Sep 14 2007 by Chris Robinson, The Journal
Mortgage lender Northern Rock confirmed today that it had agreed emergency funding from the Bank of England after being rocked by the credit crunch in financial markets.
The UK’s fifth biggest mortgage lender said its 2007 profits would be more than £100 million lower than expected this year.
Chief executive Adam Applegarth said the Bank of England’s support ``reflected a recognition that Northern Rock is solvent“.
But the Newcastle-based group’s profits will be between £500 million and £540 million this year - well below the £647 million expected by the market.
The company is heavily reliant on wholesale money markets to raise cash for lending.
But its borrowing costs have soared in the recent turmoil, as banks fearful of potential losses from increasing defaults on higher risk US mortgages have hiked up the rates at which they lend to each other.
A statement from the Treasury said Chancellor Alistair Darling had authorised the Bank of England to provide a liquidity support facility to Northern Rock.
The decision was made on the basis of recommendations by the Governor of the Bank of England and the chairman of the Financial Services Authority.
The Treasury said: ``The FSA judges that Northern Rock is solvent, exceeds its regulatory capital requirement and has a good quality loan book.
``The decision to provide a liquidity support facility to Northern Rock reflects the difficulties that it has had in accessing longer term funding and the mortgage securitisation market, on which Northern Rock is particularly reliant.”
The statement said the Bank of England, in its role as lender of last resort, is ready to make available facilities in comparable circumstances, where institutions face short-term liquidity difficulties.
Northern Rock added that the prospects of continued turbulence in money markets was likely to impact on profits in 2008.
The bank said it ``must now plan on the basis that the wholesale money markets will not return to previous levels in the short to medium term“.
The lender was already under pressure from increasing competition in the mortgage market before the current crisis hit.
Mr Applegarth added that the lender’s loan book was of ``good quality“ but the ``extreme conditions“ in global markets had forced the firm to reduce its lending.
He added that the additional available lending from the Bank of England would allow the firm to ``adapt its business model“ to market conditions.
The company said in August, when the turmoil began, that it had £275 million in combined potential exposure to US sub-prime mortgages.
Northern reaffirmed today that it would continue with its stricter lending strategy of providing only higher-quality mortgages in the UK market.
Mr Applegarth, who was unable to comment on the size and duration of the Bank of England's funding, said the lender was yet to use the emergency cash.
He said: ``We have not used the facility - this is a backstop in case we need to use it.”
The chief executive added that the current credit crunch was ``a set of circumstances I have never seen in 25 years“.
He added: ``Looking forward, I can’t see when the global liquidity freeze is going to end.

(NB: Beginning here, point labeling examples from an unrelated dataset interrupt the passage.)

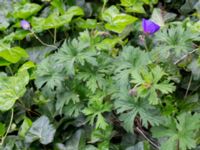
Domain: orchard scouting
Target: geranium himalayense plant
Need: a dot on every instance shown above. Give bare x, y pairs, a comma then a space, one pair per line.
99, 75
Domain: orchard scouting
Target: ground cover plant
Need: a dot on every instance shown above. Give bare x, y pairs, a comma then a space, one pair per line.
99, 74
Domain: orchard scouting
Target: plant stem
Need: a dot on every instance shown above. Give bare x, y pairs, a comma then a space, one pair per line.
188, 87
151, 142
43, 43
54, 39
8, 129
184, 56
10, 69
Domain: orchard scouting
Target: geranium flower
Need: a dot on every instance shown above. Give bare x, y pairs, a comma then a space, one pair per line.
149, 26
25, 25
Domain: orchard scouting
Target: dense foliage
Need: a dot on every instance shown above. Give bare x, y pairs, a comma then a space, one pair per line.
99, 75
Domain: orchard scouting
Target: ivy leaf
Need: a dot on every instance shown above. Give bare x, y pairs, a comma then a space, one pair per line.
55, 20
41, 130
77, 141
133, 6
183, 129
65, 99
26, 10
76, 52
2, 129
24, 127
13, 54
116, 21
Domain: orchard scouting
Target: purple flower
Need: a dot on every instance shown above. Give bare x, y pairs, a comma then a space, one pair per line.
25, 25
149, 26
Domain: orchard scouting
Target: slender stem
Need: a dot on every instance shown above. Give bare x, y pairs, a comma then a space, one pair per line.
8, 129
103, 7
151, 142
184, 56
54, 39
188, 87
43, 43
10, 69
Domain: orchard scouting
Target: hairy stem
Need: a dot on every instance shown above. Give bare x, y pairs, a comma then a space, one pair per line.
8, 129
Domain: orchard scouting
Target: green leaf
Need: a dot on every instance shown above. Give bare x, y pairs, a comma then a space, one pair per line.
26, 10
86, 24
95, 110
41, 130
116, 21
131, 59
149, 82
25, 127
2, 129
128, 108
13, 54
194, 66
183, 130
133, 6
12, 88
77, 141
54, 20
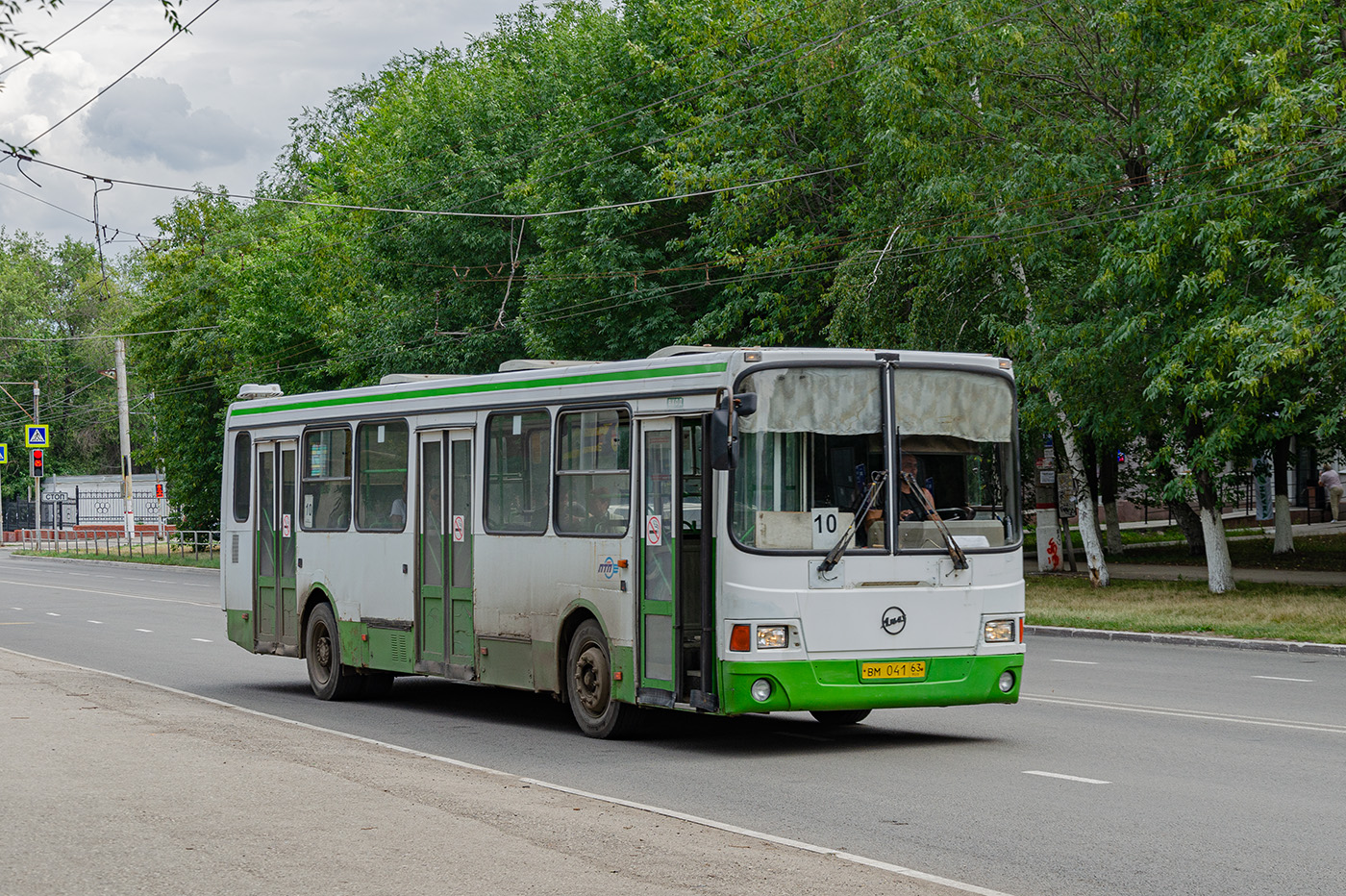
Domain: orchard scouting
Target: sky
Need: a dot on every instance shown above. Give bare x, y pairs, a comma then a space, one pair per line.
212, 108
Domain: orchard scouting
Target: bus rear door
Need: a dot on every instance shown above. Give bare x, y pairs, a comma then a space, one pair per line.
273, 595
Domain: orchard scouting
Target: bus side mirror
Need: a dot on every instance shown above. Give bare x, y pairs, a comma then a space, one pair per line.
722, 452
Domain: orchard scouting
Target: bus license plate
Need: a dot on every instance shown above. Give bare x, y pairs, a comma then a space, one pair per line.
892, 670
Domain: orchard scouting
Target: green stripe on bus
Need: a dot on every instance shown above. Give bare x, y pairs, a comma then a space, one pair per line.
616, 376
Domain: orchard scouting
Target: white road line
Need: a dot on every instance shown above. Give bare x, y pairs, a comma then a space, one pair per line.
100, 591
458, 763
1190, 713
1083, 781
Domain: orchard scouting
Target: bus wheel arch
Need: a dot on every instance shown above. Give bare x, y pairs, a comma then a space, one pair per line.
587, 680
329, 677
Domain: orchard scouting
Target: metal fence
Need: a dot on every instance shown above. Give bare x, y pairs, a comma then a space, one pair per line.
89, 506
147, 544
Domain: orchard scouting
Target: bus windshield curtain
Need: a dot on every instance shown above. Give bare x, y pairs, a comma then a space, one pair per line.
953, 403
823, 400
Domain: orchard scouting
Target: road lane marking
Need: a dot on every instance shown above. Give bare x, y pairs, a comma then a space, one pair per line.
458, 763
1083, 781
103, 591
1191, 713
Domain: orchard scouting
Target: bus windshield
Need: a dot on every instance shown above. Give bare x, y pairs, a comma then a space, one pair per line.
817, 438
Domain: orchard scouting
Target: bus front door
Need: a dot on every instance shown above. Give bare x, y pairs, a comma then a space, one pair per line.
670, 602
659, 573
275, 607
444, 556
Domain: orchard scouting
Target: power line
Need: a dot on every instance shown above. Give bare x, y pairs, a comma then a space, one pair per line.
47, 46
125, 73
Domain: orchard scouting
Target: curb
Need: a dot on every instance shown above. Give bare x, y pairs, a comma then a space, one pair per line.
1188, 640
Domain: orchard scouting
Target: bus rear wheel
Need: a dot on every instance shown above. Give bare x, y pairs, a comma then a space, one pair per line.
840, 716
588, 684
329, 678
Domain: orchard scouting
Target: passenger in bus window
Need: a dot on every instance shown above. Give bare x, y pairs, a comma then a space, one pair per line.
598, 517
909, 505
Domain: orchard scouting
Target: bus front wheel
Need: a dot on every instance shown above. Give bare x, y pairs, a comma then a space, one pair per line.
329, 678
588, 684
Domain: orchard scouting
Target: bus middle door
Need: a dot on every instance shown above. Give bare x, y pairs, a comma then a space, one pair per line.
444, 588
659, 522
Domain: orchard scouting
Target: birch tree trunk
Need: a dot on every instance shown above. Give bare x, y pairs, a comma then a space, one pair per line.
1220, 571
1284, 542
1085, 499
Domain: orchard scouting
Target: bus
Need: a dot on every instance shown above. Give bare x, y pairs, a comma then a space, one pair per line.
712, 531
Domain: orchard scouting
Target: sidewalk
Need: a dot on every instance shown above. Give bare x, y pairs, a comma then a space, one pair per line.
1174, 572
121, 787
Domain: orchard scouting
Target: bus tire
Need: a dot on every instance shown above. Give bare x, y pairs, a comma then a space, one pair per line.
835, 717
588, 684
329, 678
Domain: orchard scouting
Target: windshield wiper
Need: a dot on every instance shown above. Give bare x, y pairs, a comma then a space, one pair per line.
960, 560
835, 555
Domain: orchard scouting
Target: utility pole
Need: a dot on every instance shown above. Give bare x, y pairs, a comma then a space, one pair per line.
37, 481
124, 424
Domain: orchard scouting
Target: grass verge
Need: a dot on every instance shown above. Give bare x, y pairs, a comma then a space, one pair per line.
1276, 611
202, 560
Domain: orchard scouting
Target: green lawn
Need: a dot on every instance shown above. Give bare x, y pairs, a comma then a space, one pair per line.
188, 559
1278, 611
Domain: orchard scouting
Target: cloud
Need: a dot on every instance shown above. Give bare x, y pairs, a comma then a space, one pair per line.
144, 118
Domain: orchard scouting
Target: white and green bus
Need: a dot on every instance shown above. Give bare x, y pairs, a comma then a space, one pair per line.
706, 529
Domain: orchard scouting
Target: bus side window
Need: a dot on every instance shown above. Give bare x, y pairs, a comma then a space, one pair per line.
242, 477
518, 465
381, 475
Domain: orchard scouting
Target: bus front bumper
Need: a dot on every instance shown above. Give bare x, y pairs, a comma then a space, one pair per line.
835, 684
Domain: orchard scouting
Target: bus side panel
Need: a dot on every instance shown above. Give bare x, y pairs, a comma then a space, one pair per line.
521, 583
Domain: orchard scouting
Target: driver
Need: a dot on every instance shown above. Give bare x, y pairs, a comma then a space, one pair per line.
909, 504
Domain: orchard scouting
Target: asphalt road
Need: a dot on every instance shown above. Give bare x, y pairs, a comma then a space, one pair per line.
1126, 768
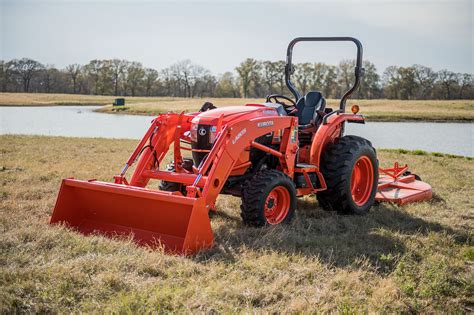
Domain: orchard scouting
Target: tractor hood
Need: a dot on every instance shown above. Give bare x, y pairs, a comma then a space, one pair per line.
230, 113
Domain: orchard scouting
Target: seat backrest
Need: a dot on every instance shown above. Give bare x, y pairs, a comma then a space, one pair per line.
308, 106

We simply don’t know.”
But he warned that homeowners will face more expensive mortgages in future as the impact of the current crisis filters through to borrowers.
He said: ``What we will see is slower growth and wider margins. That is how I expect the reassessment of credit risk to roll through global markets.”
Northern Rock, which has around 6,000 staff, is likely to shed jobs under its business model for a smaller group.Mr Applegarth played down the prospect of compulsory redundancies but said the reductions were likely to be achieved through a recruitment freeze and natural staff turnover.